If you want information, though, I don't need to say much about my father. The only really important parts are a few key details. I read that the Fred/Donald relationship was not affectionate.
“The two of them together in the same room was very strange,” she quotes one of them saying. “They were both talking, supposedly to each other, but I was sure neither heard what the other was saying. They talked right past each other.”
This sounds hostile, right? No.
Mr. Trump’s childhood friends have said they see in him his father’s intensity, but also a constant and often palpable need to please and impress the patriarch who ruled his family with a firm hand. Even today, Donald Trump seems to bathe in his father’s approval. A framed photo of Fred Trump faces him on his cluttered desk.
Donald Trump's mother comes up very rarely, by contrast, despite the fact that she was the one who actually did the business of raising the Trump kids. A proper housewife, and I'd bet one who showed absolute loyalty and deference to her husband. My grandmother was the same. The husband does reciprocate it in some sense, but his love for her is like being in love with a mirror, or as a better example, the affection the sun might have for the moon: it only shines to the extent that it reflects the light of the sun.
So, a strong relationship with the father, but not one founded on any sort of mutual affection or shared time together. So what else is there? To know this you must understand that there is a certain, special loyalty a narcissist demands as the head of a family. My own grandfather was known for owning a whistle, and when he whistled he expected his children would immediately appear at his side (and they did, dropping whatever they were doing). This sort of one-sided, "I will periodically take a deep interest in your affairs, but otherwise ignore you; but you must always be available when I want or need your attention" is essential to how they demand their household be run. But the relationship of the narcissist with the narcissist of the next generation (my father was also the only one of
his father's kids to become a true narcissist, just as Donald is the only real narcissist of his bunch) is particularly special. It's never marked by actual affection (and I don't think they are really capable of love), but it
is marked by absolute devotion of the younger to the older; and later, when the younger one becomes an adult, to the mere
idea of the elder, rather than the elder in
practice (since, obviously, two mature narcissists can never truly get along).
At Fred Trump’s wake, at the Frank E. Campbell funeral home, his son stepped forward to address the political, real estate and society power brokers in the crowd. One attendee recalled Mr. Trump’s unorthodox ode to his father, which Mr. Trump confirmed.

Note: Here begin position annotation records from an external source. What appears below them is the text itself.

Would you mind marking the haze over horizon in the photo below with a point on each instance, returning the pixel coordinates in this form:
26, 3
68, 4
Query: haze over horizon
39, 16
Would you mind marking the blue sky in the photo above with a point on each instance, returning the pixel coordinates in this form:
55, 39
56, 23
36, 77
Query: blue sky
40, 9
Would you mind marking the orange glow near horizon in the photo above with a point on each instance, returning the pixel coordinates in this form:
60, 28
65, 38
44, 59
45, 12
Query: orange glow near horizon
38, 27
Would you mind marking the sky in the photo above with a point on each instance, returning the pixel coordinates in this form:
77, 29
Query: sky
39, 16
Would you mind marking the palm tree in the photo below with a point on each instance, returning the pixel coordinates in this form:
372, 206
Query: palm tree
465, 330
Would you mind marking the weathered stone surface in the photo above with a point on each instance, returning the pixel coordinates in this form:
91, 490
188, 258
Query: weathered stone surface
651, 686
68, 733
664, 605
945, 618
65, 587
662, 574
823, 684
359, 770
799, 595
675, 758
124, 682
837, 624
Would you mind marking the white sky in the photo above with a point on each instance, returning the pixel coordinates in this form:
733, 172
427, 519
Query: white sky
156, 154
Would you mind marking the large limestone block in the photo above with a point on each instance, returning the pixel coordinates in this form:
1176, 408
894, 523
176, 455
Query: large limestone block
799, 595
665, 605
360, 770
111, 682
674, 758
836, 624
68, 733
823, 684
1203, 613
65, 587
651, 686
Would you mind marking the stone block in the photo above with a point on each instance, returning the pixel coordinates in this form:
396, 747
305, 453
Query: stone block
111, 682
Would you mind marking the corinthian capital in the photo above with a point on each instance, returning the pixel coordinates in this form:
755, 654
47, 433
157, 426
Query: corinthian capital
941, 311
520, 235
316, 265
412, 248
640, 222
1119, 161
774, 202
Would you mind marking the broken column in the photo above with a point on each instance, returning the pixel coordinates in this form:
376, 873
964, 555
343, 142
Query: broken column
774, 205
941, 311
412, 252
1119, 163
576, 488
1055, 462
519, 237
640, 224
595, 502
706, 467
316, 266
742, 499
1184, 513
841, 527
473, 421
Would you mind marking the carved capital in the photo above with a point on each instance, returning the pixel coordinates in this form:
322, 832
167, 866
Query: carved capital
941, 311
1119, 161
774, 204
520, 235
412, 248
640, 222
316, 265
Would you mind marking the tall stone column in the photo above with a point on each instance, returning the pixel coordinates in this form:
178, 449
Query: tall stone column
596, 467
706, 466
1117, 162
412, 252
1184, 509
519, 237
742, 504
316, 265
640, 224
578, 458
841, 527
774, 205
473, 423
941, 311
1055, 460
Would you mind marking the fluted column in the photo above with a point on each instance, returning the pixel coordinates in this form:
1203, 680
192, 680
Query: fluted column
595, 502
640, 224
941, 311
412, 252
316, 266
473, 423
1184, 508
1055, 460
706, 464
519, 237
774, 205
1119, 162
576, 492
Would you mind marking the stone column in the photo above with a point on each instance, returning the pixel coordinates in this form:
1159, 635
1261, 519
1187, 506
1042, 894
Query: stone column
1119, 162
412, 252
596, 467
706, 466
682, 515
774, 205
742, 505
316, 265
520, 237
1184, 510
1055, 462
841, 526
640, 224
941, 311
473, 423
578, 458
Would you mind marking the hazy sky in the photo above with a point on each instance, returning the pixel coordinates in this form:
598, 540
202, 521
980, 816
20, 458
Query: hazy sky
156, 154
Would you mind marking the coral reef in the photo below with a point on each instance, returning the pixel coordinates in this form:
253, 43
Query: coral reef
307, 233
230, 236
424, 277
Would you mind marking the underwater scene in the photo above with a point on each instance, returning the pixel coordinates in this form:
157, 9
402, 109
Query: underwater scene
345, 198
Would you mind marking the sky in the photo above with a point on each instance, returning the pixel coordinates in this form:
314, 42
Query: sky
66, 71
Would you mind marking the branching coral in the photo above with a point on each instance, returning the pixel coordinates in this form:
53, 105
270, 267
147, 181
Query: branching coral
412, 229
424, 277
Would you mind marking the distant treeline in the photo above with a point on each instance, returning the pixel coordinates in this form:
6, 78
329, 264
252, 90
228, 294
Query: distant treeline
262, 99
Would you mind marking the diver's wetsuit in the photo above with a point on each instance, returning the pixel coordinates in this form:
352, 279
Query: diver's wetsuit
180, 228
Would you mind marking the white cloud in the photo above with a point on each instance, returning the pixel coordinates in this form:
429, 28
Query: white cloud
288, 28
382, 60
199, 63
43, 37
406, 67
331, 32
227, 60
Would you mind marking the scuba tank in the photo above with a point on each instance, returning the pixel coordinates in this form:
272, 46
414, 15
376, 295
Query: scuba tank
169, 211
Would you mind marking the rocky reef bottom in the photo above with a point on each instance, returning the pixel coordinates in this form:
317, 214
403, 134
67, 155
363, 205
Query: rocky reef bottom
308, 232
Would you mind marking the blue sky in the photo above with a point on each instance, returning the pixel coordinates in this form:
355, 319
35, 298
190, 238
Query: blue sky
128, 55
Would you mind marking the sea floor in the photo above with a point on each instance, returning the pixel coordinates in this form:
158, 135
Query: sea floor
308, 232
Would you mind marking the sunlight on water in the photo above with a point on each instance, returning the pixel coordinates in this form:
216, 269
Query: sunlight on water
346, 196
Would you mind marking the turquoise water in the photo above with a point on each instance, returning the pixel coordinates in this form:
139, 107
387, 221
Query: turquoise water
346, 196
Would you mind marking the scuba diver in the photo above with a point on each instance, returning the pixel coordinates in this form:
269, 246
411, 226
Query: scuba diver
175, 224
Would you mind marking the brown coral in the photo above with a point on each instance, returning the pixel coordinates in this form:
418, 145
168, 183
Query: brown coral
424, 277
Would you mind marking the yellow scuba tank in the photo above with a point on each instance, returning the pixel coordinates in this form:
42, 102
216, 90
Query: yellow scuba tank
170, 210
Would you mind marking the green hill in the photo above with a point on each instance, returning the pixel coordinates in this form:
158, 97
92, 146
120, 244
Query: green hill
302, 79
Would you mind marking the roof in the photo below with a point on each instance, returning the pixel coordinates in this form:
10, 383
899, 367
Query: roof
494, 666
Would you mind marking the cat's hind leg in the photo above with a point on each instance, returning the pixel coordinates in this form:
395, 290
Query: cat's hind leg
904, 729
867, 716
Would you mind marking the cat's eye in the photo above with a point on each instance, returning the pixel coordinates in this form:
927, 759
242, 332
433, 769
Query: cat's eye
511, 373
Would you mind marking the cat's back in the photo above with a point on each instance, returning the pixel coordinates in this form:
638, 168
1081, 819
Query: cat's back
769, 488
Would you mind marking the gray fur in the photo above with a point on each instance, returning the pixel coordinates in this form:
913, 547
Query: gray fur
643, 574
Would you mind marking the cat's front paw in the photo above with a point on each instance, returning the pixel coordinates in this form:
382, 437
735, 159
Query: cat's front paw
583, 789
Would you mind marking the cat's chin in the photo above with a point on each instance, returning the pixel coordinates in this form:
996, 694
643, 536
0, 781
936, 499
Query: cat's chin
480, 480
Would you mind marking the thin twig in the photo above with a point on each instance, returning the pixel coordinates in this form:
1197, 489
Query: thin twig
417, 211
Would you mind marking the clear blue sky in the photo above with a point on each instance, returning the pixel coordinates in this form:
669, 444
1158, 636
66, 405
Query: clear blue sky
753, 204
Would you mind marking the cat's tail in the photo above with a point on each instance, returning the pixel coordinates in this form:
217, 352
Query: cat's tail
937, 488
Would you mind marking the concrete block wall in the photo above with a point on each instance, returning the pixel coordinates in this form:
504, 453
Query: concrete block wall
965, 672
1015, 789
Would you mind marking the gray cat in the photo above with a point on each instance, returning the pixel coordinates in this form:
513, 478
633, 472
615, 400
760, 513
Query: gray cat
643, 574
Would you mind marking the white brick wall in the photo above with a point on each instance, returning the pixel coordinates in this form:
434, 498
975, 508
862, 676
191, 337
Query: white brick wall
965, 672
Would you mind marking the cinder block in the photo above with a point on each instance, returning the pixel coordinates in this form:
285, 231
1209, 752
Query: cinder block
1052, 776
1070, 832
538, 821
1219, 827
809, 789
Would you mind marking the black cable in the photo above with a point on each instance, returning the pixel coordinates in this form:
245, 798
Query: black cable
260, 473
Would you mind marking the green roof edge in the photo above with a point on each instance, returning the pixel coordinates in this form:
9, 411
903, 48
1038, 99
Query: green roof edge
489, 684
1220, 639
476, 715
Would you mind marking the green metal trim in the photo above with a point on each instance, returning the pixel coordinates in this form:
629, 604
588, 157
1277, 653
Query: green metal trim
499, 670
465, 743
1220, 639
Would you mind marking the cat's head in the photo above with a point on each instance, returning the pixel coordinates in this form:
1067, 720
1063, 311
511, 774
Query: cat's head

“My father taught me everything I know. And he would understand what I’m about to say,” Mr. Trump announced to the room. “I’m developing a great building on Riverside Boulevard called Trump Place. It’s a wonderful project.”
The elder narcissist often does things that are "harsh" when their children are loyal, and "abusive" when not. The elder narcissist (and later, the younger) often exhibits a tendency to use their extended family, and eventually become isolated:
[Fred Trump] treated his extended family like business partners. On Sunday mornings, he would drop all of his children off at the house of his sister, Elizabeth, and ask his brother-in-law, who worked six days a week, to check his books. To avoid Fred, the family started attending an earlier church service, said John Walter, his sister’s son, who eventually did his uncle’s books.
Fred brought that hard-charging approach home. While his oldest son, Freddy, crumbled under the pressure, Donald blossomed under it.
And incidentally, my father is
also not the eldest son.
So there's a lot there. But what does it add up to? What goes on in Trump's head? For this, I reach to my mother's favorite quote about my father:
There is no there, there.
I could write for pages about both my father and Trump, but this sums up their actual personalites better than anything I could say.